Então o tempo se desfez, e o passado começou a reaparecer como uma fita que alguém rebobinava com pressa.
Um pátio de escola, cheio de vozes.
O sol batendo forte.
Ela - pequena, de tranças e uniforme limpo - segurava um caderno contra o peito.
No canto, uma menina chorava, cercada por dois garotos zombando do cabelo e das roupas simples.
- Ei! - Amara gritou. - Deixem ela em paz!
Os garotos riram.
- Vai defender mendiga agora?
- Vai cuidar da sua vida! - Ela empurrou um deles, furiosa.
Os meninos se assustaram e fugiram.
A menina enxugou o rosto com o braço.
- Obrigada...
- Qual é o seu nome?
- Clara... Clara Salvatto.
Amara sorriu. - Eu sou Amara. Vem, vamos brincar.
Foi ali que tudo começou - o laço, a confiança, a mentira travestida de amizade.

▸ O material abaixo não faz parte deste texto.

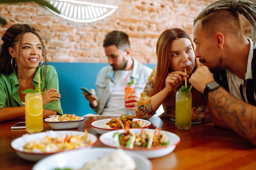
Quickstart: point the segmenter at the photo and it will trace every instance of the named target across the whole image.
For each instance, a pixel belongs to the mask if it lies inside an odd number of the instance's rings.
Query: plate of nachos
[[[54,115],[45,119],[45,122],[49,123],[53,129],[65,129],[77,128],[81,121],[84,120],[81,116],[64,114],[62,116]]]
[[[13,140],[11,146],[22,158],[36,161],[56,153],[90,148],[97,141],[97,137],[86,129],[84,132],[51,130],[24,134]]]
[[[117,118],[97,120],[91,125],[100,134],[115,130],[124,129],[126,126],[131,129],[148,128],[152,124],[149,120],[134,118],[131,115],[121,115]]]

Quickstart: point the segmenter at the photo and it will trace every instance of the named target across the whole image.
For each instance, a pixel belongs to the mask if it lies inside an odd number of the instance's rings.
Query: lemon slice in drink
[[[32,116],[38,116],[43,112],[43,99],[38,96],[33,96],[29,99],[26,109],[27,113]]]

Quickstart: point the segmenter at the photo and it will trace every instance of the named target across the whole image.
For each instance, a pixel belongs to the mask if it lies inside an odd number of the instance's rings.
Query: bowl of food
[[[136,153],[121,149],[97,148],[51,155],[36,163],[32,170],[102,170],[107,169],[106,167],[109,170],[153,169],[148,159]]]
[[[13,140],[11,146],[22,158],[36,161],[54,153],[91,148],[97,141],[97,137],[87,130],[49,131],[23,135]]]
[[[132,151],[150,159],[170,153],[180,142],[179,136],[159,128],[113,131],[101,135],[99,140],[108,146]]]
[[[48,123],[53,129],[65,129],[77,128],[83,120],[84,118],[81,116],[64,114],[49,116],[49,118],[45,119],[45,122]]]
[[[102,134],[115,130],[124,129],[126,125],[130,128],[148,128],[152,123],[150,121],[134,118],[134,116],[123,115],[119,118],[96,120],[91,125],[98,133]]]

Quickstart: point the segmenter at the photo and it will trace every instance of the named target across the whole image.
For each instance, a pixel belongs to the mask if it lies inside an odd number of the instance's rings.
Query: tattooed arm
[[[221,87],[209,92],[208,98],[219,117],[228,124],[226,128],[229,126],[256,145],[255,106],[236,99]],[[218,118],[211,116],[212,120],[213,117]]]
[[[203,93],[206,84],[214,80],[207,67],[200,66],[189,81]],[[237,99],[220,87],[209,92],[208,104],[215,125],[232,129],[256,145],[256,107]]]
[[[210,115],[211,122],[215,126],[223,128],[231,129],[230,127],[224,122],[218,113],[216,111],[213,106],[208,99],[207,105],[208,106],[208,112]]]

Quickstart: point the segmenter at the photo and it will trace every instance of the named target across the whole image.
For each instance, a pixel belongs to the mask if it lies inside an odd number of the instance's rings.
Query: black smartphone
[[[80,89],[81,89],[82,90],[83,90],[83,91],[86,93],[87,94],[88,94],[88,95],[93,95],[93,96],[96,96],[96,97],[98,98],[98,97],[97,97],[96,95],[93,94],[90,91],[86,89],[86,88],[80,87]]]
[[[11,127],[11,129],[25,129],[26,123],[25,122],[19,122],[12,126]]]

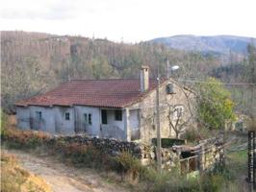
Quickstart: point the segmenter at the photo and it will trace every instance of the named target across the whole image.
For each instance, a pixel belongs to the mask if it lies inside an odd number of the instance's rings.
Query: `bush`
[[[5,128],[1,138],[9,147],[31,149],[47,142],[50,139],[50,135],[42,132]]]
[[[43,180],[21,168],[14,156],[1,153],[1,191],[50,192]]]
[[[206,128],[192,128],[186,130],[182,135],[188,142],[197,142],[213,136],[214,131],[210,131]]]

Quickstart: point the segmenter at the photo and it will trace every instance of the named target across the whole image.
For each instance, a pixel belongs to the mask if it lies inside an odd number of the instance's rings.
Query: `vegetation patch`
[[[1,153],[1,191],[51,192],[46,182],[21,168],[13,155]]]

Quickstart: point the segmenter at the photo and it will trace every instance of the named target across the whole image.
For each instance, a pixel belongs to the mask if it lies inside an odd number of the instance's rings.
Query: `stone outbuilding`
[[[141,67],[141,79],[73,80],[17,102],[17,126],[148,143],[156,137],[156,86],[147,66]],[[161,81],[162,137],[174,137],[173,125],[190,120],[191,93],[171,79]]]

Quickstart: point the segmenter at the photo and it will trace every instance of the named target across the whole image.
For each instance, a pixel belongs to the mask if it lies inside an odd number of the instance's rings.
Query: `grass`
[[[13,155],[1,153],[1,191],[51,192],[46,182],[21,168]]]
[[[198,178],[187,180],[186,176],[174,171],[159,173],[155,166],[144,167],[139,159],[127,152],[114,157],[93,146],[68,142],[63,138],[52,139],[44,132],[5,129],[2,133],[1,137],[8,147],[33,151],[44,149],[54,156],[62,156],[63,161],[70,162],[73,166],[89,167],[105,173],[101,175],[109,177],[106,179],[109,181],[114,179],[117,182],[126,182],[133,191],[244,191],[240,186],[239,179],[236,176],[246,172],[246,151],[230,153],[227,156],[228,163],[224,168],[217,167],[214,171],[205,173]],[[194,135],[203,137],[208,133],[192,131],[187,133],[187,137],[192,138]],[[115,177],[112,177],[114,175]],[[17,174],[17,176],[19,175]],[[20,177],[11,179],[11,180],[16,180],[16,183],[24,182]]]

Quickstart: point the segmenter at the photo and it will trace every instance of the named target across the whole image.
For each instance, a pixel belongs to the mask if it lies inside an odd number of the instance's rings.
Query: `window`
[[[101,110],[101,121],[102,124],[108,124],[108,118],[107,118],[107,110],[106,109],[102,109]]]
[[[84,114],[84,121],[85,121],[85,124],[88,124],[88,114],[87,113]]]
[[[173,119],[180,119],[184,114],[184,107],[176,106],[174,108]]]
[[[64,113],[64,119],[65,120],[70,120],[70,113],[69,112],[65,112]]]
[[[88,123],[89,123],[89,125],[92,124],[91,123],[91,114],[90,113],[88,114]]]
[[[115,121],[122,121],[122,111],[115,110]]]
[[[38,120],[41,120],[42,116],[41,116],[41,111],[36,111],[36,118]]]

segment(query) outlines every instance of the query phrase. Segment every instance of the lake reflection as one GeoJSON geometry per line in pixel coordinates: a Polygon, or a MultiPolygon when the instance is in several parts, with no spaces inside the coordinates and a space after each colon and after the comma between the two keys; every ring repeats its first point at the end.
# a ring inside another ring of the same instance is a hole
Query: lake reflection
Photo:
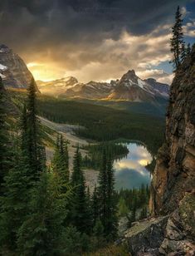
{"type": "Polygon", "coordinates": [[[137,143],[126,144],[127,156],[114,162],[116,190],[139,188],[142,184],[149,185],[151,175],[145,166],[153,157],[146,147],[137,143]]]}

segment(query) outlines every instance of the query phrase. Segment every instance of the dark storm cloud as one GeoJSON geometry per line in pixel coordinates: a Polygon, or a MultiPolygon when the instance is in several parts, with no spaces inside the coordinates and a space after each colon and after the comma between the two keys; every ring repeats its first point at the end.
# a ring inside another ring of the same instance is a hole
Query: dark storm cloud
{"type": "Polygon", "coordinates": [[[1,35],[16,44],[118,39],[125,27],[133,34],[150,32],[173,17],[180,0],[1,0],[1,35]],[[41,33],[39,35],[38,33],[41,33]],[[15,40],[14,40],[15,41],[15,40]],[[50,41],[50,42],[48,42],[50,41]]]}

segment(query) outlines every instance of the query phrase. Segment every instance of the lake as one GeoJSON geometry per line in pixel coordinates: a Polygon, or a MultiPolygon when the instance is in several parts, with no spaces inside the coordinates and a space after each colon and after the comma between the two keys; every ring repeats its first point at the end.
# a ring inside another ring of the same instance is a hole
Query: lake
{"type": "Polygon", "coordinates": [[[115,160],[115,189],[139,188],[142,184],[149,185],[151,174],[145,168],[150,164],[153,156],[144,145],[125,144],[129,153],[120,160],[115,160]]]}

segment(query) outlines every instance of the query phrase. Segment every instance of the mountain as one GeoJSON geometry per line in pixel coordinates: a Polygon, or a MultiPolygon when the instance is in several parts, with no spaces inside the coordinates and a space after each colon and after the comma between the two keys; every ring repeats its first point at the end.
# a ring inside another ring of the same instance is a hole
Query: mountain
{"type": "Polygon", "coordinates": [[[37,81],[40,91],[43,94],[59,96],[66,92],[70,88],[80,90],[83,84],[79,83],[73,76],[64,77],[50,81],[37,81]]]}
{"type": "Polygon", "coordinates": [[[153,218],[125,234],[131,255],[195,255],[194,85],[195,45],[170,86],[166,137],[151,184],[153,218]]]}
{"type": "Polygon", "coordinates": [[[134,70],[129,71],[120,80],[110,82],[80,83],[72,76],[48,82],[37,81],[40,91],[45,94],[71,98],[94,100],[121,100],[129,101],[153,101],[155,97],[168,98],[169,86],[149,78],[141,80],[134,70]]]}
{"type": "Polygon", "coordinates": [[[115,88],[115,83],[91,81],[86,84],[83,84],[80,90],[76,91],[77,87],[67,90],[65,96],[85,99],[102,99],[108,96],[110,91],[115,88]]]}
{"type": "Polygon", "coordinates": [[[140,79],[134,70],[124,74],[108,96],[110,100],[129,101],[152,101],[155,96],[168,97],[169,86],[156,81],[155,79],[140,79]]]}
{"type": "Polygon", "coordinates": [[[3,44],[0,45],[0,76],[6,88],[15,89],[27,89],[33,77],[23,60],[3,44]]]}

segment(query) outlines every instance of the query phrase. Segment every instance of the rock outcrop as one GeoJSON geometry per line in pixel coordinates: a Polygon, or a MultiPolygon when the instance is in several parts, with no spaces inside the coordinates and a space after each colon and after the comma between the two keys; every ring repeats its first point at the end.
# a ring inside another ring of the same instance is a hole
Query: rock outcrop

A cena se dissolveu e voltou de novo, alguns meses depois: as duas rindo no pátio, de braços dados.
Ezequiel surgiu do outro lado, tímido, o cabelo desgrenhado, um sorriso bobo quando a viu.
- Trouxe uma coisa pra você, Amara. - Ele estendeu uma caixinha.
Ela abriu e encontrou uma correntinha fina com um pingente de lua.
- É linda, Zico.
- Fiz com meu pai. Ele soldou o metal, eu desenhei a lua.
- Obrigada.
Clara olhou aquilo com olhos frios.
- Você vai aceitar isso?
- Por que não?
- Porque ele é o filho do motorista, Amara. - O tom dela soou inocente, mas cada palavra era um veneno lento. - Se te virem usando isso, vão dizer que está misturando as coisas. Não pega bem.
A Amara menina hesitou.
Olhou o colar, depois olhou para os colegas ao redor.
Viu os risos disfarçados, os cochichos.
- Zico... - Ela devolveu o presente, sem coragem de encará-lo. - Não me dá mais essas coisas, tá?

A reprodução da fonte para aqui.